Sentence structure is often simplified into simple, compound and complex structures. Most grammar books share a similar definition: a simple sentence contains a single clause (a clause has only one main verb) e.g. "I like pizza"; a compound sentence contains two or more independent clauses (an independent clause can 'stand alone') and is often linked with FANBOYS (for, and, nor, but, or, yet & so) or BOAS (but, or, and & so) e.g. "I like pizza but I don't like pasta"; a complex sentence contains two or more clauses where there is one independent clause and one (or more) dependent clause (a dependent clause cannot 'stand alone') e.g. "I like pizza because it's delicious". It is also possible to construct compound-complex sentences e.g. "I like pizza because it's delicious but I don't like pasta because it sticks to my teeth and it is usually made with tomatoes, which I don't like".

These definitions are based on 'traditional' grammar and while these definitions are correct most of the time, issues can arise. The most common problem relates to problems of understanding how language functions in context. A systemic functional linguistics (SFL) approach to grammar also introduces a scale of 'rank' when discussing lexicogrammar (so-called because words and grammar are two ends of a spectrum at grammatical level). A rank scale identifies that words make up groups of words, groups of words make up clauses and clauses make up sentences. This can be viewed from both bottom-up (x makes up y, y makes up z etc.) and top-down (z is made up of y, y is made of of x etc.). This is important in your example because clauses are functioning as parts of groups (e.g. a defining clause functions as parts of the nominal group rather than being another clause).

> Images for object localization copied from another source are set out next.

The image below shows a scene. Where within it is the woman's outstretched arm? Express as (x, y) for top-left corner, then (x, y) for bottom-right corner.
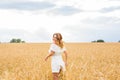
(64, 51), (68, 66)
(45, 51), (55, 61)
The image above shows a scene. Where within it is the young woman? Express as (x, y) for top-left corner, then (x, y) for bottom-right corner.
(45, 33), (68, 80)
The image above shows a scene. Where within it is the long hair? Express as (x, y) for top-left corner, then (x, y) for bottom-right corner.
(53, 33), (64, 48)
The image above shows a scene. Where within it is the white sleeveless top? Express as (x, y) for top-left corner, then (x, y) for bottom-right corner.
(49, 43), (66, 72)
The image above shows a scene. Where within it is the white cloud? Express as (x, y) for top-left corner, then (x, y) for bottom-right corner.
(62, 18), (120, 42)
(48, 6), (81, 16)
(0, 0), (120, 42)
(0, 1), (55, 11)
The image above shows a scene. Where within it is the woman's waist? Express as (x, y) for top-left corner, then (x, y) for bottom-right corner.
(51, 59), (64, 64)
(51, 56), (63, 62)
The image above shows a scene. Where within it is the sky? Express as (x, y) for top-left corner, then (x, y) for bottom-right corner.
(0, 0), (120, 42)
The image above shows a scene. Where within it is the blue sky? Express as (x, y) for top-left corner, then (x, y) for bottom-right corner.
(0, 0), (120, 42)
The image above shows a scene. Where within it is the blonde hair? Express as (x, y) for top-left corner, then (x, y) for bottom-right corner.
(53, 33), (64, 48)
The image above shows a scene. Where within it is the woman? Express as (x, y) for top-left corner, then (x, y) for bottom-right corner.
(45, 33), (68, 80)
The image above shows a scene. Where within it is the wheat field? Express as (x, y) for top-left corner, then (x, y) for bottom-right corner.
(0, 43), (120, 80)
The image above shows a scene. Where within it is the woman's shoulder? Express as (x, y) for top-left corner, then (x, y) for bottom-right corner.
(50, 43), (57, 47)
(50, 43), (55, 46)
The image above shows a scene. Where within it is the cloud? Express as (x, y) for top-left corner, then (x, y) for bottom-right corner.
(0, 0), (120, 42)
(0, 28), (51, 42)
(50, 6), (81, 16)
(61, 16), (120, 42)
(0, 28), (28, 42)
(108, 0), (120, 1)
(0, 1), (55, 11)
(82, 16), (120, 25)
(62, 26), (120, 42)
(0, 1), (81, 16)
(100, 6), (120, 13)
(32, 28), (51, 42)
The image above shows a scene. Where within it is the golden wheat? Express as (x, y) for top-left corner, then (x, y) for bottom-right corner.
(0, 43), (120, 80)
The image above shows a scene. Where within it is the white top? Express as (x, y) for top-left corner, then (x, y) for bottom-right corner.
(49, 43), (66, 72)
(49, 43), (66, 63)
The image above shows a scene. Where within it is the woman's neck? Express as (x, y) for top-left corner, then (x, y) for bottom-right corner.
(53, 41), (59, 45)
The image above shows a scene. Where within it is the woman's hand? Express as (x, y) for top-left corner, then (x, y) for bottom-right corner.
(65, 61), (67, 67)
(45, 57), (48, 61)
(45, 51), (55, 61)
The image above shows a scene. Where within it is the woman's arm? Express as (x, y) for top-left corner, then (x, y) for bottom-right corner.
(45, 51), (55, 61)
(63, 51), (68, 66)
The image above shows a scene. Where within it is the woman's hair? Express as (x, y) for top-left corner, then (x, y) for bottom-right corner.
(53, 33), (64, 48)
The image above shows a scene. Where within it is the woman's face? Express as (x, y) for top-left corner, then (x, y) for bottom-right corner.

A second major issue is that verbs can function in different ways and have different structures. Traditional grammar identifies transitive (needs an object) and intransitive (doesn't need an object). However, some verbs are followed by "that" clauses e.g. said/know/argue that + clause etc. In SFL these verbs are said to "project: another clause. Another issue is that meaning can be enhanced through the use of 'that-clauses" e.g. so + adj + that, such + noun + that. (See http://www.alvinleong.info/sfg/sfgcomplex.html for more information.)

Looking at your example "Researchers who study the trajectory of biodiversity loss are alarmed that, within the century, an exponentially rising extinction rate might easily wipe out most of the species still surviving at the present time." we can identify a subject, which includes a defining clause (an embedded clause functioning to post-modify researchers), and a main verb are. Following this, a quality, "alarmed" attributes a feeling to the subject - researchers. The attribute is enhanced by adding a 'that clause', which functions to explain the reason why the researchers are "alarmed". As such, although there are a number of clauses in the sentence, there is only one main clause - the researchers are alarmed. The 'subject' is post-modified by a defining clause and the attribute is enhanced by a that-clause which gives a reason.

Following this analysis, I would consider this clause to be a complex sentence. I am aware, however, that there are other ways to analyse grammar and welcome any discussion.